After almost three years in captivity, the crew of the Iceberg 1, a cargo ship hijacked by Somali pirates, are home after finally being rescued. …
Its Dubai-based owner, who appears not to have been insured, refused to pay a ransom for it and simply went to ground, ignoring pleas for help from the hostages’ families.
Meanwhile, the governments representing the different sailors on board – six Indians, nine Yemenis, four Ghanaians, two Sudanese, two Pakistanis and one Filipino – were either unable or unwilling to mount a rescue attempt. …
Now, though, it has been – courtesy of an armed raid not by the multi-national force, but by Somalia’s own fledgling anti-piracy patrols, who have been trained up a South African private military company. But while I would be the first to congratulate the Somali troops for completing what is an extremely dangerous job, I can’t help wondering why it had to be left to them. Freeing hostages is normally a task deemed suitable only for highly-trained special forces, and without casting aspersions on the Somalis’ abilities, I doubt they quite fall into that category.
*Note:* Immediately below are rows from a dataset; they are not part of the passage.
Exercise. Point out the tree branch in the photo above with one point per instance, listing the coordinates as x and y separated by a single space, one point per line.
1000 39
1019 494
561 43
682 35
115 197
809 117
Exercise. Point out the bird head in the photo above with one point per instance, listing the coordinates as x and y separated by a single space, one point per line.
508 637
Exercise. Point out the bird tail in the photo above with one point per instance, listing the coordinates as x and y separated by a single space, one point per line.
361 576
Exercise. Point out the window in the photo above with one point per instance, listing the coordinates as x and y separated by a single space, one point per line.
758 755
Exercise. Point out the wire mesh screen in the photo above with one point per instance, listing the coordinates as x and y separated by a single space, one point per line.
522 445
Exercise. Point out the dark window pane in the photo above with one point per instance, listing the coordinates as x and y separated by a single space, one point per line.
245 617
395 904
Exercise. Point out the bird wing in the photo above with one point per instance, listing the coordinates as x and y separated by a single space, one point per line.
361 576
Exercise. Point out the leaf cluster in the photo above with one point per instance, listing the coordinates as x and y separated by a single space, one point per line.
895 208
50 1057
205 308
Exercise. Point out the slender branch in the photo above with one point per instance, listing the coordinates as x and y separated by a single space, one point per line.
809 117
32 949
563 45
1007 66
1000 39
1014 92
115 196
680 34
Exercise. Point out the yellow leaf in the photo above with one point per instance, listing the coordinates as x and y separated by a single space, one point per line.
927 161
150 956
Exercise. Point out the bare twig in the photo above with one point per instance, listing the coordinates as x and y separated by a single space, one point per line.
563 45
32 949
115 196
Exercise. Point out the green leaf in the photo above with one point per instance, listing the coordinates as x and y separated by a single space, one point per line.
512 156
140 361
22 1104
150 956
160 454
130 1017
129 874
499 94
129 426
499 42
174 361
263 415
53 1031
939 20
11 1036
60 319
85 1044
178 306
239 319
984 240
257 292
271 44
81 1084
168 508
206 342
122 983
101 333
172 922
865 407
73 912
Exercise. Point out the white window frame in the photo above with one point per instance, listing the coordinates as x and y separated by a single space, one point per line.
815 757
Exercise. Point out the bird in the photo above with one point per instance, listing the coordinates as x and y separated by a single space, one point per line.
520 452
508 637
The multinational force, on the other hand, has huge special forces assets galore, from Britain, France, the US and so on. Given the appalling plight of this ship, could they not perhaps have made an exception in this case?
The answer, I suspect, is that most nations are generally reluctant to risk the lives of their own troops to free citizens from other countries, which is probably fair enough. But this does give an idea of the limits to which the international force – and note that word “international” – is prepared to go.
One also can’t help wondering why India – which now sees itself as a global superpower, and has perfectly competent special forces – couldn’t have done the raid, given that six of the hostages were Indian. Yes, they would have ended up taking the lead on behalf of a few lesser nations in the process. But isn’t that what being a superpower is all about?
Kudos to the Somalis for pulling themselves together.
Shame on India for not lifting a finger.
It’s time the U.S. and the U.K. seriously think about their global roles as well. Should add China and Russia to the list as well. All countries rely on global trade. All should be willing to do their part to keep global shipping channels free from pirates.
If we’re willing to commit 35,000 troops to kill Afghans who’ve done nothing wrong (other than try to survive) than can’t be pledge a small force of 100 to deal with pirates?